Dunnes workers demand secure hours and earnings at Labour Court
“We cannot survive on these contracts, not knowing what hours we’ll have from week-to-week”, says Dunnes worker.
Dunnes refuse to turn up to Labour Court.
A delegation of Dunnes Stores workers attended a Labour Court hearing today (11:30am Wednesday, 29th October) where they put forward their case for secure hours and earnings for all workers at the Irish retail giant.
The workers, who are all members of Mandate Trade Union, attended the hearing as part of their Decency for Dunnes Workers campaign which has four key demands:
- Decent hours and earnings;
- Job security;
- Fair pay; and
- The right to trade union representation.
Dunnes employs 14,000 workers in 112 stores across Ireland.
Dunnes worker Muireann Dalton said: “Our main issue is more secure hours and earnings. Thousands of us in Dunnes don’t know how many hours we’re going to work from week to week. It could range anywhere between 15 one week and 40 hours the next. It’s virtually impossible to plan your life and pay bills and rent not knowing how much you’re going to earn one week to the next.”
She added, “All we’re asking for is a little bit of fairness.”
Former Dunnes Stores worker, now Mandate Trade Union official, Karen Wall said:
“It’s completely unfair that workers in Tesco, Penneys, Supervalu and other major retailers can avail of secure hours, but because these workers are employed by Dunnes Stores they can’t.
“A banded-hour contract would provide workers with secure hours but still allows a level of flexibility for both the company and their employees. What our members in Dunnes are asking for is not unreasonable and can easily be facilitated by senior management if they just have a little bit of respect for their staff. After all, it is the workers who have helped to make Dunnes the massive success it is today.”

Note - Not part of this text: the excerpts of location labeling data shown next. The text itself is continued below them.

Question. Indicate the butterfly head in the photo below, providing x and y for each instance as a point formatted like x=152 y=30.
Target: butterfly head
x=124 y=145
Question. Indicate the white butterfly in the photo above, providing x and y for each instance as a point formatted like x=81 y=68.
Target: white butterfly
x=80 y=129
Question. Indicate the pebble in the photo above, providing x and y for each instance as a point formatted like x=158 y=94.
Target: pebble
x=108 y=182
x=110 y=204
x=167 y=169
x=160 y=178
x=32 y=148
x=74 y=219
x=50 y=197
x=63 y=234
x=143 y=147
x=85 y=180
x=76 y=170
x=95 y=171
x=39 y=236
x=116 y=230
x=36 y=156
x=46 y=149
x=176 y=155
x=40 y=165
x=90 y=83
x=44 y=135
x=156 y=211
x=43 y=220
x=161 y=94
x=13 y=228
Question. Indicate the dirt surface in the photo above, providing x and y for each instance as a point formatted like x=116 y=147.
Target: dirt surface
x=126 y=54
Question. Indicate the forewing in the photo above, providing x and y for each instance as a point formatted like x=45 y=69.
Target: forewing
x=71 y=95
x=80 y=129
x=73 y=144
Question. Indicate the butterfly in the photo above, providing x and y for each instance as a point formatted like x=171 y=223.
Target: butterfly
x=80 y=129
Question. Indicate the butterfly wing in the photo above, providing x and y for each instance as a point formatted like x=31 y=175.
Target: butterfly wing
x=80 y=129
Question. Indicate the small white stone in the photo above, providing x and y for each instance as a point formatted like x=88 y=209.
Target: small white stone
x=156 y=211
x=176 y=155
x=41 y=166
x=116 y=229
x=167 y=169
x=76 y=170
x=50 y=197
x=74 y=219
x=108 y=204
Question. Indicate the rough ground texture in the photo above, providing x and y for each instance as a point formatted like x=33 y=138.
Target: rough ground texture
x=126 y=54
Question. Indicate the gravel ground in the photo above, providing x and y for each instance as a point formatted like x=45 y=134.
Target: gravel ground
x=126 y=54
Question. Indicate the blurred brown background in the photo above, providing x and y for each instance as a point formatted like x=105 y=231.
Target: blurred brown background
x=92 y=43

Commenting on the fact Dunnes management didn’t turn up to the Labour Court today, Gerry Light, Mandate Trade Union Assistant General Secretary said:
“It’s extremely disappointing they didn’t turn up to hear from their own workers today.”
He continued, “They refuse to meet with their workers’ representatives, Mandate Trade Union, and refuse to engage with the state’s industrial relations bodies, including the Labour Relations Commission (LRC) and the Labour Court. This is completely unnacceptable in 2014,” he said.
Mr Light explained that Mandate’s Dunnes Stores members were determined to be treated on an equal footing with Tesco, Penneys and Supervalu workers.
“Our members in Dunnes are only too aware of how workers in the companies main competitors are treated. They have secure hours and earnings, they have the right to individual and collective representation and they have a level of job security that is simply not afforded by Dunnes Stores management.”
He concluded: “Our attendance at the Labour Court today, where an independent body heard our members’ case, is a step on the road to achieving all of our goals within the Decency for Dunnes Workers campaign.”
Mandate expects to hear a decision from the Labour Court in the coming days but has encouraged all non-members in the company to join the campaign as soon as possible.